Moving beyond keyword search with cognitive automation
Blog: Capgemini CTO Blog
In light of the rapid adoption of cognitive automation, intelligent information retrieval will be a key requirement of many future enterprise applications. Various aspects of insight engines can effectively cater to these requirements to enhance the functionality of a search application. Internally, the insight engine leverages a set of cognitive tech enablers to address some of the current challenges faced by today’s search applications.
One such challenge is how to handle false negatives. Quite often, the search application returns only a fraction of relevant items. When searching for a data science case study, for example, only the case studies containing the phrase “data science” are returned. Ideally, we should also be able to retrieve case studies containing related phrases, such as “natural language processing” or “machine learning.” The challenge is that finding a related set of phrases for a specific domain requires a significant exertion of time and effort by a subject matter expert. In some cases, building up this kind of repository manually may be practically impossible.
Is there a way to auto-retrieve related words or phrases that may not necessarily be available in a standard language dictionary but are specific to a domain? Is it possible to enhance search results by matching underlying topics rather than keywords?
In keyword-based search, every keyword is treated as a discrete and independent entity and any potential relationship between sets of individual words is not captured. In other words, the context in which the keyword is used cannot be captured. While this representation retrieves the initial set of relevant results, there is a high chance of missing many other relevant results. Moreover, this representation is rarely scalable because it requires more data for effective and efficient processing.

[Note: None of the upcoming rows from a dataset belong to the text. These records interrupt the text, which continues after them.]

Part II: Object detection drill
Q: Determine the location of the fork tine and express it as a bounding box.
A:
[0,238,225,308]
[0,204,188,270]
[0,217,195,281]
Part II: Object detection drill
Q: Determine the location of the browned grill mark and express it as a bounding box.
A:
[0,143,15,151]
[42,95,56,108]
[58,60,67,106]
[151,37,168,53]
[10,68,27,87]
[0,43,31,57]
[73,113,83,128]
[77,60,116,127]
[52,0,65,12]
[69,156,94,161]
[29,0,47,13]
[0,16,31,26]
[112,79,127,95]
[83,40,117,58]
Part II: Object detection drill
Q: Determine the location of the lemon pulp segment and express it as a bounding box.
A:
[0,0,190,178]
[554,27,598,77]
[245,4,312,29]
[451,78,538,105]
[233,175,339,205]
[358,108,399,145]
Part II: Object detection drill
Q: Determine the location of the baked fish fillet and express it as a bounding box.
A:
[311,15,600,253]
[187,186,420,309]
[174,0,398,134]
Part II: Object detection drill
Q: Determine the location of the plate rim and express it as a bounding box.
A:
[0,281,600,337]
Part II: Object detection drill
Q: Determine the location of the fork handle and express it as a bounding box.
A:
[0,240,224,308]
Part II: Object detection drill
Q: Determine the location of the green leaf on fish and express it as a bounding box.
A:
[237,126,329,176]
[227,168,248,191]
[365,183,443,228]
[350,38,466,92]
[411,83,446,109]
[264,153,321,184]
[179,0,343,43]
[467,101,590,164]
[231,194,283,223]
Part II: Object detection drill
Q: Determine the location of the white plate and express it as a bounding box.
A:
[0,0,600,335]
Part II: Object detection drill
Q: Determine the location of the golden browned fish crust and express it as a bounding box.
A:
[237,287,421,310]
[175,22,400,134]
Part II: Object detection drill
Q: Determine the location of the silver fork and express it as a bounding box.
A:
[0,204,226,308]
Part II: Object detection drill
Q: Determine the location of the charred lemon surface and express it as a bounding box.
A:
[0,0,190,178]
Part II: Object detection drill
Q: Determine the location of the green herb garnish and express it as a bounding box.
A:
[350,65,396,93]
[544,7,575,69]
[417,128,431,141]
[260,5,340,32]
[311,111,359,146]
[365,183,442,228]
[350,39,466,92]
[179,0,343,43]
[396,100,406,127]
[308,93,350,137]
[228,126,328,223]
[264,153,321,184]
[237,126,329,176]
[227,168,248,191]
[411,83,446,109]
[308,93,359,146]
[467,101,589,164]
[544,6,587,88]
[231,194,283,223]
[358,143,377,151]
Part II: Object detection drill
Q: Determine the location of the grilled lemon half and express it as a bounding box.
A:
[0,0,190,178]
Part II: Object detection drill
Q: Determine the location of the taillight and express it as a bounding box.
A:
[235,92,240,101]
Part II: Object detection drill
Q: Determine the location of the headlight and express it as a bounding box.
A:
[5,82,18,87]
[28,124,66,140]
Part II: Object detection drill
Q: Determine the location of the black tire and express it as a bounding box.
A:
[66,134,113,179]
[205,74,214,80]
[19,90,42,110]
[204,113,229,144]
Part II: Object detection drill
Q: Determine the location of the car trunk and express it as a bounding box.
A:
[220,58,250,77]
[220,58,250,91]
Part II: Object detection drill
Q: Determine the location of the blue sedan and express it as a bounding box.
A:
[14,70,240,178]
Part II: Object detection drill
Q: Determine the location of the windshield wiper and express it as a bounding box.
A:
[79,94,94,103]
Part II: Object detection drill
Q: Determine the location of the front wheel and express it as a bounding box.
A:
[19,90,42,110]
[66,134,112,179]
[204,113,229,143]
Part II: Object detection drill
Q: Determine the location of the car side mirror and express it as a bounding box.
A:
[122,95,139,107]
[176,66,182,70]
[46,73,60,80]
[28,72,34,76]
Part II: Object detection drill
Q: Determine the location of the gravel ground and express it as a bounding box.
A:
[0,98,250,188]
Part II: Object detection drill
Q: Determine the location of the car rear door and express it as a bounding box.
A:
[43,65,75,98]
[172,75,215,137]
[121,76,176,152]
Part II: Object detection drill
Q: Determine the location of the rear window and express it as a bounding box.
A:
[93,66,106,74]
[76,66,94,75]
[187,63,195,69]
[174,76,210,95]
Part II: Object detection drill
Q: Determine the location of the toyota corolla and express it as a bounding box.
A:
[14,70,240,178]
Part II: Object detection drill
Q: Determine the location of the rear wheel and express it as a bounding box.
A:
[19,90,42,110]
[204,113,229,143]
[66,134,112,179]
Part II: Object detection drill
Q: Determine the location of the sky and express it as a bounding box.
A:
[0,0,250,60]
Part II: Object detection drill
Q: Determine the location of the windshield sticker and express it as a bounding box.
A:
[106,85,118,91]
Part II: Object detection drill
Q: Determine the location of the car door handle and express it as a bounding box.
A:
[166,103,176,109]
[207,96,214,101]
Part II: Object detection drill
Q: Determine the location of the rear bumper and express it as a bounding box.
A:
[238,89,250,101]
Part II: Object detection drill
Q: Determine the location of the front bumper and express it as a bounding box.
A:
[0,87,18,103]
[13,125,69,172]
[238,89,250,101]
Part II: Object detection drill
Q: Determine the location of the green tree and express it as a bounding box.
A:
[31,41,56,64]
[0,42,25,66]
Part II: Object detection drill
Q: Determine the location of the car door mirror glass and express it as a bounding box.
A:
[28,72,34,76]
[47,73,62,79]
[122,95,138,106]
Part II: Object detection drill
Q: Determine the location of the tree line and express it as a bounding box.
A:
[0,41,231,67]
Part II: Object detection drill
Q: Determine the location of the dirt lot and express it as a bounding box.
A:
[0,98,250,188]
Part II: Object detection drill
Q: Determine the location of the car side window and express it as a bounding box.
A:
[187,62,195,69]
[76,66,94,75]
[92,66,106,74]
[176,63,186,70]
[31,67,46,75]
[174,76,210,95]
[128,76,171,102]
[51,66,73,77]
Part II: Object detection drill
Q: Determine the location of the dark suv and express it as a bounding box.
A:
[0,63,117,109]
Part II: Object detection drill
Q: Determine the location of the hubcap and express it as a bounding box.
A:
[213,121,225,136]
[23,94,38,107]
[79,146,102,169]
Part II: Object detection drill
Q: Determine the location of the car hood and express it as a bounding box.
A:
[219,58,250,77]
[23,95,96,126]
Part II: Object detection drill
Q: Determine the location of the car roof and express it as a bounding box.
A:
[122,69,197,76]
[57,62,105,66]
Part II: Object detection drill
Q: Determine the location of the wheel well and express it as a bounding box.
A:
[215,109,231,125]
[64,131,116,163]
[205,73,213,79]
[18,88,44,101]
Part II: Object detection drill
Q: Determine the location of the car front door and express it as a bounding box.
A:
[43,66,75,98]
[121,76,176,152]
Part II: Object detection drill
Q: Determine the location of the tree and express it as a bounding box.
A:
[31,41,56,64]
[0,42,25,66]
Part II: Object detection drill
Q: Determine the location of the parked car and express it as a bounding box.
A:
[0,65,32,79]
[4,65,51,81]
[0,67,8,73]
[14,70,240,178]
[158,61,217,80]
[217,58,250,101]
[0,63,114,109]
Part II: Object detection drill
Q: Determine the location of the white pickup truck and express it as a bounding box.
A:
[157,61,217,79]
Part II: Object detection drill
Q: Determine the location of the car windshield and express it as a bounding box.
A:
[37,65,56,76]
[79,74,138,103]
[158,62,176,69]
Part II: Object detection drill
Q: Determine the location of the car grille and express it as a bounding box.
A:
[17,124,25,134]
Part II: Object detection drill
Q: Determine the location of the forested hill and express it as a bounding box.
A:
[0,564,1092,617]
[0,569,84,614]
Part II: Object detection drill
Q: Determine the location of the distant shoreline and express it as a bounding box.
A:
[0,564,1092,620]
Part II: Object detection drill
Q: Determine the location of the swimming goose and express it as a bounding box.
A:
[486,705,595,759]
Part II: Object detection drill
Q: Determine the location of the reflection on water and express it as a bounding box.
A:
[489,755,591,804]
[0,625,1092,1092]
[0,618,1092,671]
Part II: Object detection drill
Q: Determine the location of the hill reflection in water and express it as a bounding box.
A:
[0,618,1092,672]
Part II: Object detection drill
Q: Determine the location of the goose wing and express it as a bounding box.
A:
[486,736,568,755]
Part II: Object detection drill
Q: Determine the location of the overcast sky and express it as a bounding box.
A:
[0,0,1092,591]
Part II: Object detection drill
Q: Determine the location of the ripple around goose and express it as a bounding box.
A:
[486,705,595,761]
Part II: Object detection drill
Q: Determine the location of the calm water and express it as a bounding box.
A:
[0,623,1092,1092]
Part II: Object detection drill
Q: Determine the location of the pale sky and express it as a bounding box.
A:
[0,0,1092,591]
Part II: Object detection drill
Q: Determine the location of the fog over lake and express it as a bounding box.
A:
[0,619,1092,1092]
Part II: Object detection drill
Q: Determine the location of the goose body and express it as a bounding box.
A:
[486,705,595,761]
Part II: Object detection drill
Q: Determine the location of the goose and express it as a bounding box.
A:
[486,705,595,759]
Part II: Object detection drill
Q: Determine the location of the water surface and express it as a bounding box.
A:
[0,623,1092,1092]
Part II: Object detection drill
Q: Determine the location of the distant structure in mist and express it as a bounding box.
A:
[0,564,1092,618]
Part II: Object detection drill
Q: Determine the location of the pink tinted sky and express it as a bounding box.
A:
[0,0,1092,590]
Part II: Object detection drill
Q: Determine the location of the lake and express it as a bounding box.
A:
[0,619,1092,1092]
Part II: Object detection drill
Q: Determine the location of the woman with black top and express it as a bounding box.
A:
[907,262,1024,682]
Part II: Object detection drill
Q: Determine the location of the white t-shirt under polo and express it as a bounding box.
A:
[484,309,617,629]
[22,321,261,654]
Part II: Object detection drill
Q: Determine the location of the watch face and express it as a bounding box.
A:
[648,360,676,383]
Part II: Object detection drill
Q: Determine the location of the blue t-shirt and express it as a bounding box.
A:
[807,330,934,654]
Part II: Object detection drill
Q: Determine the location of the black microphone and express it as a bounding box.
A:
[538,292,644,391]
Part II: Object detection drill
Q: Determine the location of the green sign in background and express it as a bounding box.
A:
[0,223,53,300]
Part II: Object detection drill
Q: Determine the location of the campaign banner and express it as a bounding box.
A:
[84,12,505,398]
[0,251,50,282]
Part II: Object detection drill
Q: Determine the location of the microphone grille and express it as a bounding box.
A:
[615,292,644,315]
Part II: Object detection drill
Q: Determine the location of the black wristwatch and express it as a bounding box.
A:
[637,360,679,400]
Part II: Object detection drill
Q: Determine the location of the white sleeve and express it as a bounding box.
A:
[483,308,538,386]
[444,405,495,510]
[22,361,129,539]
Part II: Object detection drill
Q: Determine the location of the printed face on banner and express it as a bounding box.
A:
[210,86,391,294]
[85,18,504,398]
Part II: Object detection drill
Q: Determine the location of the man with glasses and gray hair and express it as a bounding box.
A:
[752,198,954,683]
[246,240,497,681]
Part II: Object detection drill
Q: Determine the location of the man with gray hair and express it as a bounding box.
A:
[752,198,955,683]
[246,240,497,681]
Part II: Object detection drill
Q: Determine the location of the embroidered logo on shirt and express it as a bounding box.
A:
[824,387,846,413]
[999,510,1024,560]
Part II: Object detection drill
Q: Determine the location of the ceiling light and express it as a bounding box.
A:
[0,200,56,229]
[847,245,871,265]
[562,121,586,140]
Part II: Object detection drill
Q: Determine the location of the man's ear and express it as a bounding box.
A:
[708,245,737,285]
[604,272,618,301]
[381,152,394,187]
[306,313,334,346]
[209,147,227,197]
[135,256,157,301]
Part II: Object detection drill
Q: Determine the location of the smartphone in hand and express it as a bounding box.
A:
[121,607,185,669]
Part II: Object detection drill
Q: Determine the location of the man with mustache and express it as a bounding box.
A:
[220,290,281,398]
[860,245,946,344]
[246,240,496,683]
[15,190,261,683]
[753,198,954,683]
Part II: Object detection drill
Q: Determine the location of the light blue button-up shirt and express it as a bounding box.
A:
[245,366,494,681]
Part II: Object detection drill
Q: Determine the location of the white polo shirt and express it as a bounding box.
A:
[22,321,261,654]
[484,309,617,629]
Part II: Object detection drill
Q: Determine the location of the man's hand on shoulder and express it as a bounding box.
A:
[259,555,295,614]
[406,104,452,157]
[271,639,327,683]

The current solution aims to address this challenge by moving beyond keyword searches to mine the underlying topic and use it for retrieving a larger set of relevant results. The solution uses a set of unsupervised machine-learning algorithms to mine the underlying topic associated with a keyword in a search string by looking at neighboring words. It then retrieves a word cloud associated with that topic. This extended set of words can be used to enhance the search query to return a larger set of relevant results. While the underlying conceptual model of this solution can be implemented in any technology that supports such functionalities, the current solution proposes a set of open-source tech enablers that can be combined to realize a cost-effective solution.
The primary focus of the current solution is to use topic-based search to improve the sensitivity of a search application. On similar lines, a wide range of cognitive tech enablers exist around insight engines. These enablers span multiple phases of a search-based solution—be it defining, designing, indexing, or querying. Depending on the context and the current problem at hand, a set of suitable enablers can be picked up and used to enhance the existing search-based solutions.